Já estava lá há dez
minutos. “Filho da puta!” – o ônibus tinha passado direto do ponto. Ela teve
que esperar mais quinze para vir outro, que quase não parou também, mas teve de
parar quando ela praticamente se jogou na frente dele. Abriu a porta e ela
entrou, atabalhoada.
- Assim ce é atropelada,
menina, cuidado...
“Ah! Vai se foder!”
- É, moço, mas cê podia
ter parado né!
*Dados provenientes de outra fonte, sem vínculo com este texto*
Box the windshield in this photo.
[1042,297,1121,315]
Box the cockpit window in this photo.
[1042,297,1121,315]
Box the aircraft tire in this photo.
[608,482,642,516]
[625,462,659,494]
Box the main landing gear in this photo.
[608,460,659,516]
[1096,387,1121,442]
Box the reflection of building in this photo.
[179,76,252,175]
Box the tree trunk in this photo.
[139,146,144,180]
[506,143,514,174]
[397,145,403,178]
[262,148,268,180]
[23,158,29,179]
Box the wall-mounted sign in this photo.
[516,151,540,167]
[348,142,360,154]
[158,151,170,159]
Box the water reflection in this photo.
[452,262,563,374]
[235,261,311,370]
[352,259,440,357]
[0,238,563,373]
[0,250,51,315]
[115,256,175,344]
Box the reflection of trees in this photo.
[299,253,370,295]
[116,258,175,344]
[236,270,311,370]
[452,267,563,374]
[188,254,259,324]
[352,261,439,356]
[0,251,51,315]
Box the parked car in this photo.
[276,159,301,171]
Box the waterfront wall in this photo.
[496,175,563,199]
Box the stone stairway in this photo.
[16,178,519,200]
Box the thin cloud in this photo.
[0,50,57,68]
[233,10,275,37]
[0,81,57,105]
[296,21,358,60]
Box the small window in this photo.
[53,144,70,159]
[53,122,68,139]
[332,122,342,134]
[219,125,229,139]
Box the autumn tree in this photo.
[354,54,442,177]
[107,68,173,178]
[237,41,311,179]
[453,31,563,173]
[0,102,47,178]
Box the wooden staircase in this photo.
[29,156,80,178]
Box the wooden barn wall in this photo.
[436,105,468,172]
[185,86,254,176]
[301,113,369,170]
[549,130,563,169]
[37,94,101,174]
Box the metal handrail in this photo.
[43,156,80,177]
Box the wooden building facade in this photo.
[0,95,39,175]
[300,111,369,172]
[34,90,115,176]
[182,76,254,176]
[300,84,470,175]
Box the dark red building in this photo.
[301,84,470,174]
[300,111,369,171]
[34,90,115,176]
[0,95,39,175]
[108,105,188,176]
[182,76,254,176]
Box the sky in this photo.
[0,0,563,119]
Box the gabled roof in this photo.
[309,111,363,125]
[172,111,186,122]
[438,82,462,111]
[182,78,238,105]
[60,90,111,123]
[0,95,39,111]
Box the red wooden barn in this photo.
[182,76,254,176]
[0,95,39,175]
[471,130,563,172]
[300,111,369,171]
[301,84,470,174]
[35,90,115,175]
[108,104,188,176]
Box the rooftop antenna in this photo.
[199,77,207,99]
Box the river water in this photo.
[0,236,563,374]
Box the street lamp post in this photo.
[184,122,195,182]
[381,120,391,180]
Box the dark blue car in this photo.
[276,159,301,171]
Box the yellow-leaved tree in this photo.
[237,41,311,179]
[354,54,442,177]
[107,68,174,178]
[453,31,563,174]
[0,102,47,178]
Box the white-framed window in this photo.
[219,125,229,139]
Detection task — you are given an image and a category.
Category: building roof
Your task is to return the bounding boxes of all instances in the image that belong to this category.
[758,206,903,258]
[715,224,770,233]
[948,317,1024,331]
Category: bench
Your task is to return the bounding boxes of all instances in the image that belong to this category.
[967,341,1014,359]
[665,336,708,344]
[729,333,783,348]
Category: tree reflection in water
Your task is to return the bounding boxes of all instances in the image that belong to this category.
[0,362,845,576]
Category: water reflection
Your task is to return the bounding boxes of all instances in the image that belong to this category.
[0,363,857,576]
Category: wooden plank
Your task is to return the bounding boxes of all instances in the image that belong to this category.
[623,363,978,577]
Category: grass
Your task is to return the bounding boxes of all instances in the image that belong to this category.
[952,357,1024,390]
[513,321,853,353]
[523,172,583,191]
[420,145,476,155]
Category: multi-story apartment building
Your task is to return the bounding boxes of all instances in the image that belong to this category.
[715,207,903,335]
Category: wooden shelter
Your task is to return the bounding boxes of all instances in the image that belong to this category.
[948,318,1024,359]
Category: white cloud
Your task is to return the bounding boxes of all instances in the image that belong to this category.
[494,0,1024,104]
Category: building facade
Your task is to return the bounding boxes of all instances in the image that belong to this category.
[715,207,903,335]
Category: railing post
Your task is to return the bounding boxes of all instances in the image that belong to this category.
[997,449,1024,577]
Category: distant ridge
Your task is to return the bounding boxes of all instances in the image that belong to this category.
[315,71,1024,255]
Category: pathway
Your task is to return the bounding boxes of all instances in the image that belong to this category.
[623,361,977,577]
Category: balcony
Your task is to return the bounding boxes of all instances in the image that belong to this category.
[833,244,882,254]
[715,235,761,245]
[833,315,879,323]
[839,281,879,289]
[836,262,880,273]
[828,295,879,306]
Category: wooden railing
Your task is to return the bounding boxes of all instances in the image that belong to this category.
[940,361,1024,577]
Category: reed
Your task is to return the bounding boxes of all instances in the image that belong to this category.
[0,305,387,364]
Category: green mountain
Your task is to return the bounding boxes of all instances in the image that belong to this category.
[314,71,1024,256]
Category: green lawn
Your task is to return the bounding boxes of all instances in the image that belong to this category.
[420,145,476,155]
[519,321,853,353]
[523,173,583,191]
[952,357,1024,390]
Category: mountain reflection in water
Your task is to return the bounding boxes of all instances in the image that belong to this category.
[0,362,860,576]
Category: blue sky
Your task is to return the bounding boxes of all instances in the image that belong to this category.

Se isso tivesse acontecido, eu não precisaria correr aquele
risco.
Deu “bom-dia” ao trocador,
que não tinha culpa da situação, e passou pela catraca, descabelada e
desastrada. Levantou o olhar e gelou. “Meus deus, que lindo!”. Sentou estrategicamente
no banco à diagonal dele, para poder vê-lo melhor. Ele olhou para trás, para
ela, ela viu, ele disfarçou. Ela sorriu e o corpo já não era mais o mesmo. Lembrou
que estava descabelada, ajeitou os cabelos, a roupa, a postura. Com a música no
ouvido, começou a pensar no rosto dele, nos olhos, nos cabelos, nas roupas, na
postura. Até no brinco, que ele não precisava ter, mas que nele dava um charme.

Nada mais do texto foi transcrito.